How Mentalist Derren Brown Masterfully Triggers Yes
Entertainers instinctively know how to persuade an audience. Then there are those, like the remarkable Derren Brown, who raise it to an art form.
Never heard of Brown? He’s one of the world’s leading mentalists, which is like a magician who operates as much on linguistic and social trickery as on illusion and sleight-of-hand. Brown has established a complete portfolio of mind-blowing tricks, including bamboozling a group of impressionable citizens into knocking over an armored car (it was fake, but still).
One of my favorite routines, however, was the one he pulled on well-known British actor Simon Pegg. I’d rather not spoil it for you, so have a look below before you continue reading:
Brown’s brilliant mental maneuvering isn’t only awe-inspiring for purposes of pure novelty. He exercises emotional triggers with more gusto than almost any persuader I have ever seen.
Let’s Break It Down
Brown uses the Friendship and Reciprocity Triggers by establishing that he has bought Simon Pegg a gift. The gift is something Brown told Pegg he would get him for his birthday long before their meeting, signaling that he is indeed a real pal, a true friend. He also speaks to him in a direct, honest, simple and friendly way when they meet.

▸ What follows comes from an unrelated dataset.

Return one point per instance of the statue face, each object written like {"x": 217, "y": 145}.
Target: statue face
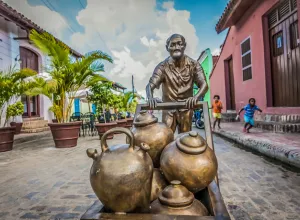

Brown’s explanation of the feeling you get when you receive a present as well as his live dissection of the possibilities surrounding the box establish him as a leading thinker in the particular topic he is presenting to Pegg, exercising the Authority Trigger.
The key to the trick as a whole (SPOILER ALERT! Watch the video now before reading any further) is to create an environment that takes the participant in the experiment (Pegg) halfway to a specified psychological habitat, then allow that person’s mind to fill in the gaps in a way that makes sense, a classic activation of the Consistency Trigger.
The Reciprocity Trigger allows Brown to get a little from Pegg each time he gives him a little information. This trigger is less the focus of the trick than the Consistency Trigger is, but the entire experiment has a reciprocal feel to it as well.
Brown offers Pegg the opportunity to take his old preferred top present, a leather jacket, rather than his newly preferred present, a BMX Bike. This sets up a clear yet distinct set of choices: the Contrast Trigger in action.
Brown offers Pegg plenty of reasons to choose the present he winds up with. While these are mostly indirect, they still show hints of the Reason Why Trigger.
Finally, Brown allows Pegg to choose his own present and determine whether or not the item in the box is exactly what he wants. He decided it is, pinpointing the present as perfect for him. Even the Hope Trigger has an impact.
Entertainment vs. Business
Derren Brown’s amazing use of persuasion triggers permeates much of his routine, reminding us that anyone is capable of engaging in a little mentalism once in a while. Just remember that, like any technique or tool, the purpose for which it’s deployed is up to the user. If it can be argued that such a virtuoso deployment of persuasion veers into the realm to tricks and manipulation, it’s innocuous because it’s just entertainment.
In business, transactions – sales, agreements – need to be sustained and solid. It’s far too easy these days for a bad reputation to go viral. Shared solutions, win-win agreements are the most persuasive, and even that which is truly in the best interests of a customer often needs persuasive salesmanship. Maybe even a little mentalism.
So go out there, buy someone a gift, and persuade them to like it.